Import java.util.List; Class MySort1 implements java.util.comparator<student3>{public int compare (Student3 O1, Student3 O2) {return O2
 . id-o1.id;
 Class STUDENT3 implements comparable<student3>{int id;
 public Student3 (int id) {this.id = ID;
 @Override public String toString () {return this.id+ "";
 public int compareTo (Student3 o) {return (this.id-o.id); } public class Listsort {public static void main (string[] args) {list<student3> List = new Arraylist<stu
  Dent3> ();
  Student3 S1 = new Student3 (5);
  Student3 s2 = new Student3 (1);
  Student3 s3 = new Student3 (2);
  Student3 S4 = new Student3 (4);
  Student3 S5 = new Student3 (3);
  List.add (S1);
  List.add (S2);
  List.add (S3);
  List.add (S4);
  List.add (S5);
  SYSTEM.OUT.PRINTLN (list);
  Natural sort: collections.sort (list);
  SYSTEM.OUT.PRINTLN (list);
  Customer sort Collections.sort (list, new MySort1 ()); SysTEM.OUT.PRINTLN (list); }
}

The output results are:
[5, 1, 2, 4, 3]
[1, 2, 3, 4, 5]
[5, 4, 3, 2, 1]

Here is a description of the set collection interface in Java to implement the principle of not duplicating the inserted object:

In the Java collection, the rule that determines whether two objects are equal is:

1), to determine whether the hashcode of two objects are equal
If not equal, the two objects are not equal, complete
If equal, transfer to 2)
(This is only to improve the storage efficiency of the requirements, in fact, can not, in theory, but if not, the actual use of efficiency will be greatly reduced, so we here to do it as required.) We will focus on this issue later. ）
2), to determine whether two objects are equal to the equals operation
If not equal, two objects are considered unequal
If equal, two objects are considered equal (equals () is the key to determining whether two objects are equal)

for objects of the generic class (other than the encapsulated type object such as String):

If the generic class does not override the Hashcode () and Equals () methods, then its object is compared to the hashcode () method in the inherited object class, and the Hashcode () method in the object class is a local method that compares the return value of the method.
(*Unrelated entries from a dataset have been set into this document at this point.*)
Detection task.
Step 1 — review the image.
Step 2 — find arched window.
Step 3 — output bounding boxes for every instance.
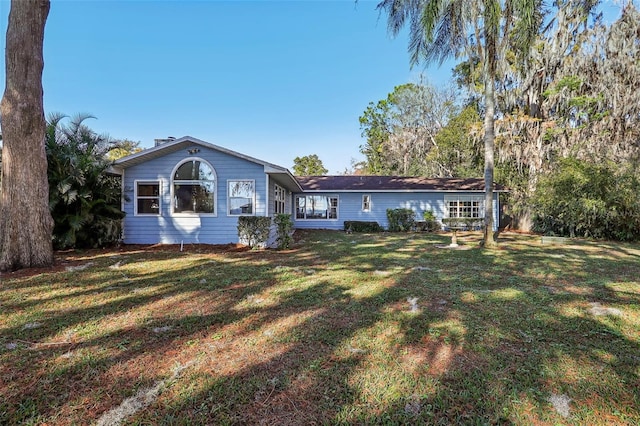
[172,158,216,214]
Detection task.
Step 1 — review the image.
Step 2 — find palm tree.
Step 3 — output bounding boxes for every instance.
[45,114,124,249]
[377,0,542,246]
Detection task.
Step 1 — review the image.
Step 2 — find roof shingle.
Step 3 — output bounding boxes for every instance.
[295,176,505,192]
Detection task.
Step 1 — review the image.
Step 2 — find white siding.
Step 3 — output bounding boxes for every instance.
[123,147,267,244]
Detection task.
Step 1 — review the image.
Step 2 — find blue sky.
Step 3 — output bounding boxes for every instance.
[0,0,632,174]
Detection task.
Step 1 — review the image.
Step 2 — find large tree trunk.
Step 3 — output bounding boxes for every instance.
[0,0,53,271]
[482,52,497,247]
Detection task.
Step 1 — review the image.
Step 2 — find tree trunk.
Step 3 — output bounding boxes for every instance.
[481,57,497,247]
[0,0,53,271]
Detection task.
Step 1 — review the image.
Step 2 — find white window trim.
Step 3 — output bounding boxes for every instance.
[293,194,340,222]
[133,179,162,217]
[362,194,371,212]
[169,157,218,217]
[273,183,287,215]
[444,194,486,219]
[225,179,257,217]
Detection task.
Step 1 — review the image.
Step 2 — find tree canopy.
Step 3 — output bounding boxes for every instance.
[293,154,329,176]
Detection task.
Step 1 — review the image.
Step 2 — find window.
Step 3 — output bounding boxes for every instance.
[227,180,256,216]
[362,195,371,212]
[173,158,216,214]
[273,185,287,214]
[135,181,160,215]
[445,195,484,218]
[296,195,338,219]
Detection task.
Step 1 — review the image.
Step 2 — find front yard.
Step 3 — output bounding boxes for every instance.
[0,231,640,425]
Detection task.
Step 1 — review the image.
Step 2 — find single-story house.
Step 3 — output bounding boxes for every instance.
[113,136,503,244]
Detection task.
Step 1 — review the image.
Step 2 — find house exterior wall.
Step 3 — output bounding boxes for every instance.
[292,191,499,230]
[123,145,267,244]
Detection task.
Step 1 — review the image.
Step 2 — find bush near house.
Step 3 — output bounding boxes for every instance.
[45,114,124,249]
[415,210,442,232]
[273,213,293,249]
[344,220,383,232]
[387,209,416,232]
[238,216,271,248]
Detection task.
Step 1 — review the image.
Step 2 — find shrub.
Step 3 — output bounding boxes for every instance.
[238,216,271,248]
[344,220,382,232]
[273,213,293,249]
[46,114,124,249]
[532,159,640,241]
[415,210,442,232]
[387,209,415,232]
[442,217,484,229]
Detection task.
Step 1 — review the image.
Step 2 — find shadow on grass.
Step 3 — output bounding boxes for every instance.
[0,232,640,424]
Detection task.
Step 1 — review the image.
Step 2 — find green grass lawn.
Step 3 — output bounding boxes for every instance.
[0,231,640,425]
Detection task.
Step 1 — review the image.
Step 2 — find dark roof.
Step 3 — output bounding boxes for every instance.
[295,176,505,192]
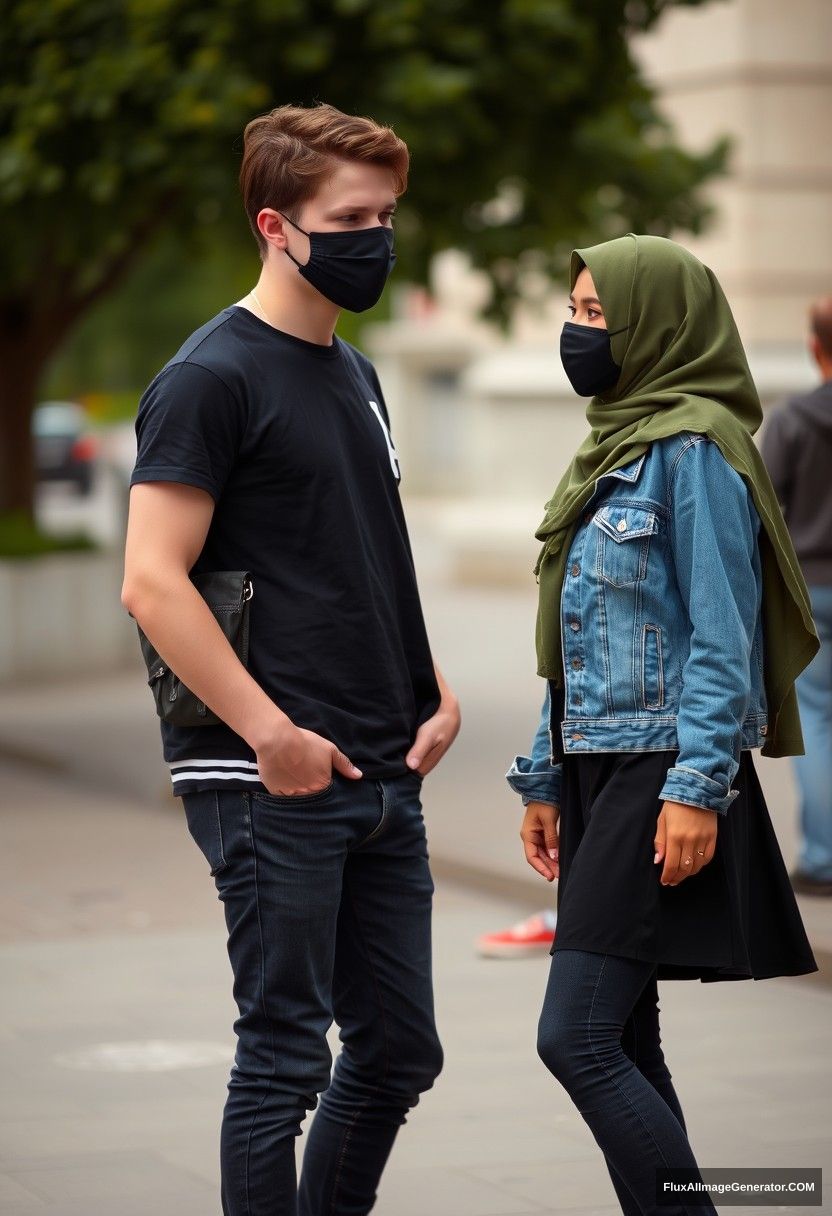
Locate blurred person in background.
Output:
[760,295,832,896]
[506,235,817,1216]
[122,105,460,1216]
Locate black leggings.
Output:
[538,950,716,1216]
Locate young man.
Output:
[122,106,460,1216]
[760,295,832,899]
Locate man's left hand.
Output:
[407,691,462,777]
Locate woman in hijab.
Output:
[506,235,819,1216]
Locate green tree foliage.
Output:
[0,0,724,510]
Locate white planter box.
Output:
[0,552,139,683]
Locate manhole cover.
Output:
[55,1038,234,1073]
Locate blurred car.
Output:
[32,401,99,495]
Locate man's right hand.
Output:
[255,722,362,796]
[521,803,561,883]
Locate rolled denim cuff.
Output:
[659,765,740,815]
[506,756,562,806]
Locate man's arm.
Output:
[122,482,360,794]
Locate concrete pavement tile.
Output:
[378,1167,543,1216]
[465,1145,615,1212]
[6,1152,215,1214]
[0,1172,44,1214]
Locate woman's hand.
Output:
[521,803,561,883]
[653,803,718,886]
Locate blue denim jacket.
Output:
[506,432,768,815]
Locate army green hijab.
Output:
[535,233,820,756]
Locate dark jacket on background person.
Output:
[760,381,832,586]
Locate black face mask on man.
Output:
[561,321,629,396]
[280,212,395,313]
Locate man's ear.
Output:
[257,207,288,249]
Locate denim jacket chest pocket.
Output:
[592,502,658,587]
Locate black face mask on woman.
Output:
[280,212,395,313]
[561,321,629,396]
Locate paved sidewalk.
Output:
[0,573,832,963]
[0,761,832,1216]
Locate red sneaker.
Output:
[477,908,557,958]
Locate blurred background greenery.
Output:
[0,0,726,537]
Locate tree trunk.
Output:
[0,334,46,518]
[0,299,94,519]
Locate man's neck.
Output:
[247,266,341,347]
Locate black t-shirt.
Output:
[130,305,439,794]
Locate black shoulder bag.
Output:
[130,570,254,726]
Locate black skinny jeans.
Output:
[538,950,716,1216]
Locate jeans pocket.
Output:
[251,777,336,806]
[182,789,227,876]
[592,503,658,587]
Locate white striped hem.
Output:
[168,759,260,786]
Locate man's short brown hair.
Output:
[240,103,409,257]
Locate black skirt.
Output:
[551,690,817,981]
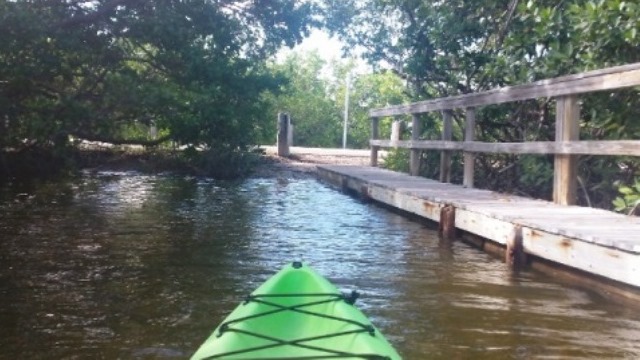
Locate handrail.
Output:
[369,63,640,117]
[369,63,640,205]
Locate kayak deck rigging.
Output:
[192,262,400,360]
[205,291,390,360]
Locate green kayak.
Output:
[191,262,400,360]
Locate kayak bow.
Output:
[191,262,400,360]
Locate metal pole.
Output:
[342,73,351,149]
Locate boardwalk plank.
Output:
[318,165,640,287]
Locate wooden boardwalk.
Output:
[318,165,640,297]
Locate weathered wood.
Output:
[462,140,640,156]
[389,119,402,143]
[523,228,640,286]
[277,112,289,157]
[318,165,640,296]
[438,205,457,240]
[370,63,640,117]
[409,114,422,176]
[369,117,380,166]
[553,95,580,205]
[373,140,640,156]
[505,225,527,270]
[462,108,476,188]
[369,140,464,150]
[440,111,453,182]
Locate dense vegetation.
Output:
[330,0,640,212]
[0,0,323,179]
[0,0,640,211]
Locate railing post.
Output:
[409,114,422,176]
[278,112,290,157]
[389,117,402,142]
[462,108,476,188]
[370,117,380,166]
[553,95,580,205]
[440,110,453,182]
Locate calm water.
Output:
[0,173,640,359]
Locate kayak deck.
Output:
[192,263,400,360]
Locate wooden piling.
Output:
[553,95,580,205]
[505,225,527,270]
[462,107,476,188]
[370,117,380,166]
[409,114,422,176]
[278,112,290,157]
[440,110,453,182]
[438,205,457,240]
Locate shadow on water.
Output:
[0,172,640,359]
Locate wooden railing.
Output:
[370,63,640,205]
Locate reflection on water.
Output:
[0,173,640,359]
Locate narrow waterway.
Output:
[0,172,640,359]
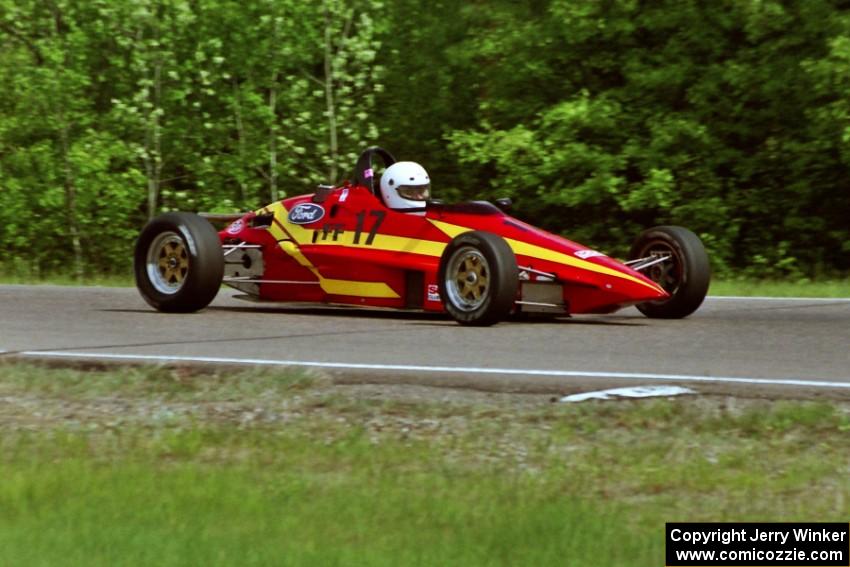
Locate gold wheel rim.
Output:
[147,232,189,295]
[446,246,490,311]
Compare the address of the object (reference address) and use the new method to create objects of the same content, two of which are of course different objects. Unless you override the Hashcode () method. The Equals () method defined in the object class is also a comparison of the object's address. In a word: if you do not rewrite the hashcode () and Equals () methods of the normal class, the object reference address in the Set collection is not the same, and the object is not duplicated.
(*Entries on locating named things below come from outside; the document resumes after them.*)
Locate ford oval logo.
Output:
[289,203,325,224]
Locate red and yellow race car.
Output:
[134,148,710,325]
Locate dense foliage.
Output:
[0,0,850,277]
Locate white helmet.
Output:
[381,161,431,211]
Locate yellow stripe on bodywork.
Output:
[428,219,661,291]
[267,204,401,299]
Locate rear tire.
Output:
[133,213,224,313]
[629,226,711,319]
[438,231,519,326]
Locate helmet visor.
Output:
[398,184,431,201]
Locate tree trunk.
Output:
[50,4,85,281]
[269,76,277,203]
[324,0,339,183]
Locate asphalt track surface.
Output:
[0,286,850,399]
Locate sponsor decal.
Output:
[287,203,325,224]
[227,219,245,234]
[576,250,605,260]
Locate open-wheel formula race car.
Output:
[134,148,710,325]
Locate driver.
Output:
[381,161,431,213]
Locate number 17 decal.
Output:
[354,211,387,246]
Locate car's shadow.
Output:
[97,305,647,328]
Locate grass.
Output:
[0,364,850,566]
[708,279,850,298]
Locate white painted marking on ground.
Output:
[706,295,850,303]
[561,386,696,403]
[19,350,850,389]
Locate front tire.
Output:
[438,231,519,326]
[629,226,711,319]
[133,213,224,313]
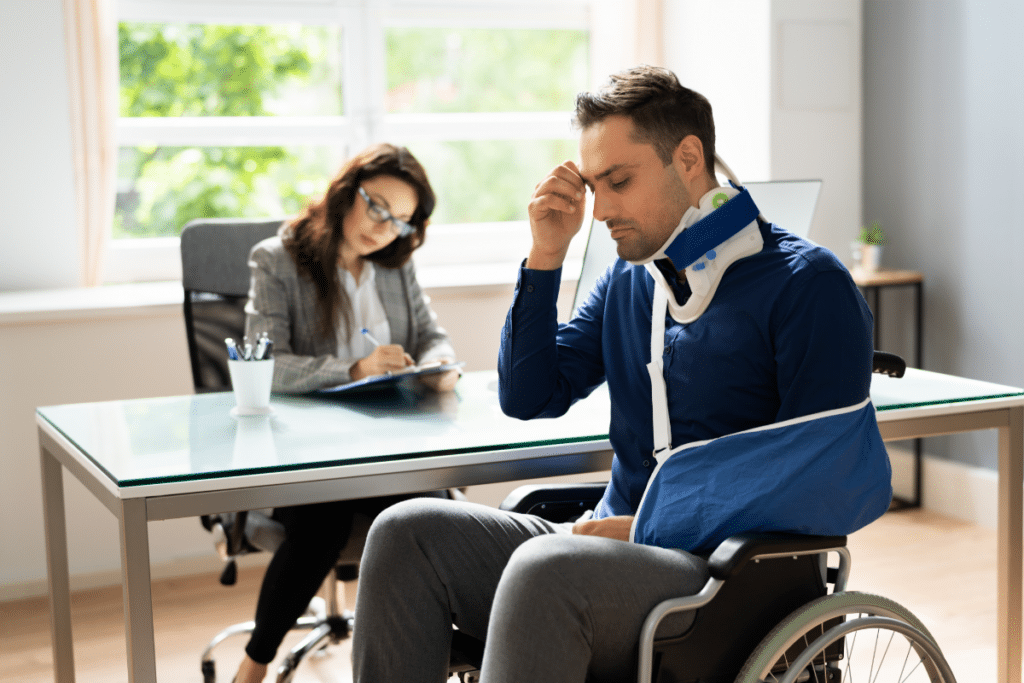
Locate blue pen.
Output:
[359,328,381,346]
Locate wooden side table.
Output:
[850,268,925,508]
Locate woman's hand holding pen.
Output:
[348,344,416,381]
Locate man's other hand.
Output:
[526,161,587,270]
[572,515,633,541]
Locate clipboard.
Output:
[313,360,466,395]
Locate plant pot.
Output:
[860,245,882,272]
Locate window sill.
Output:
[0,260,580,327]
[0,282,183,326]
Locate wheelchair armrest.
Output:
[708,532,846,580]
[871,351,906,378]
[501,483,607,522]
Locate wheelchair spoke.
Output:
[871,631,896,683]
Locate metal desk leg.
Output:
[39,447,75,683]
[119,499,157,683]
[995,408,1024,683]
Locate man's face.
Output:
[580,116,693,261]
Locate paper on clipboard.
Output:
[314,360,466,394]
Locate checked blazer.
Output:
[246,237,455,393]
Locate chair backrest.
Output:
[181,218,285,392]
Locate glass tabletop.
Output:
[871,368,1024,413]
[38,369,1024,487]
[37,372,609,487]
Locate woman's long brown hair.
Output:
[281,143,436,338]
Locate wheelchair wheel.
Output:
[736,592,955,683]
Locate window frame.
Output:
[104,0,601,286]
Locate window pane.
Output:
[113,145,345,239]
[409,140,578,223]
[118,23,342,117]
[386,28,589,113]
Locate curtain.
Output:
[63,0,118,287]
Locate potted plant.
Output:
[854,220,886,272]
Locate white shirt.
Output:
[337,261,391,360]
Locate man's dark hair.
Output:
[572,66,715,177]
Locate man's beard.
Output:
[605,220,668,261]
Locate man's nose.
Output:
[594,189,614,223]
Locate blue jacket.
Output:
[498,223,892,550]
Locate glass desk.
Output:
[36,370,1024,683]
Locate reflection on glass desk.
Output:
[38,373,609,498]
[36,369,1024,683]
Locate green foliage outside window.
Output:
[114,23,588,238]
[114,23,342,238]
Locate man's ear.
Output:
[672,135,705,181]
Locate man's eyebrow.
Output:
[580,164,635,189]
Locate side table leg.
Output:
[39,446,75,683]
[995,408,1024,683]
[119,499,157,683]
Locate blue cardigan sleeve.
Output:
[498,267,607,420]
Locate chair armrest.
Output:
[871,351,906,378]
[501,483,607,522]
[708,533,846,580]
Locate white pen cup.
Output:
[227,358,273,415]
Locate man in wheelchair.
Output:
[353,67,892,683]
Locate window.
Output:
[108,0,591,281]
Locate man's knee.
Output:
[499,535,580,600]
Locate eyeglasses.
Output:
[359,186,416,238]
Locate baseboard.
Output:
[0,552,270,602]
[889,446,998,529]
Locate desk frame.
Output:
[37,399,1024,683]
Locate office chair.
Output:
[181,218,372,683]
[450,351,955,683]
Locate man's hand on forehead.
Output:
[527,161,587,270]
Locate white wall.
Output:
[0,0,80,292]
[0,282,574,602]
[665,0,862,262]
[863,0,1024,469]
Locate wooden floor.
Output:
[0,511,995,683]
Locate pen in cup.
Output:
[224,333,273,360]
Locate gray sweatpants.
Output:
[352,499,708,683]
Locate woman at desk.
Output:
[236,144,459,683]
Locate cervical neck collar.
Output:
[631,187,764,323]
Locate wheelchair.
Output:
[449,351,955,683]
[449,483,955,683]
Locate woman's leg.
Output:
[246,501,353,665]
[352,500,565,683]
[481,536,708,683]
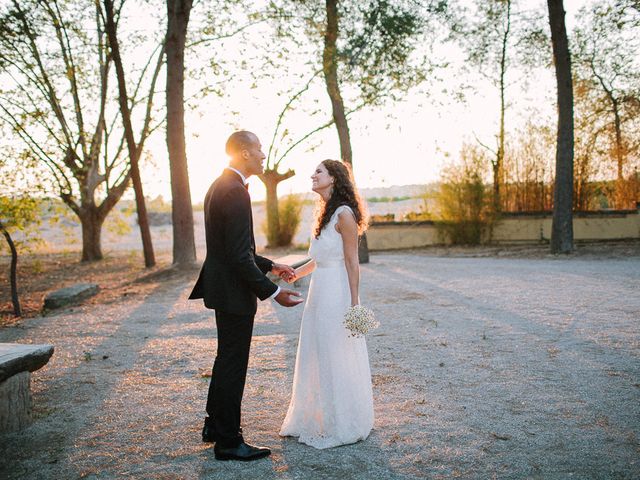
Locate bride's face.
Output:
[311,163,333,196]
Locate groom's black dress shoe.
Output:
[213,442,271,462]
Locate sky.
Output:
[134,0,585,203]
[0,0,588,204]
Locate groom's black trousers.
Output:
[207,310,254,447]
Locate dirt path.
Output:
[0,253,640,480]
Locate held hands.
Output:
[274,288,304,307]
[271,263,297,283]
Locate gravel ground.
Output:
[0,252,640,480]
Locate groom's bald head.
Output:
[225,130,258,157]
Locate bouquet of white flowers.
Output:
[344,305,380,337]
for objects such as String, Integer, double And so on):

Because the encapsulated class itself has overridden the hashcode () method, and the overridden method's return value is related to the object's content, not to the reference address. The Equals () method in these encapsulated classes is also overridden to compare the contents of the object, rather than the reference address. A word Summary: Objects of class string are compared to their contents in the collection, and the same content overrides existing objects.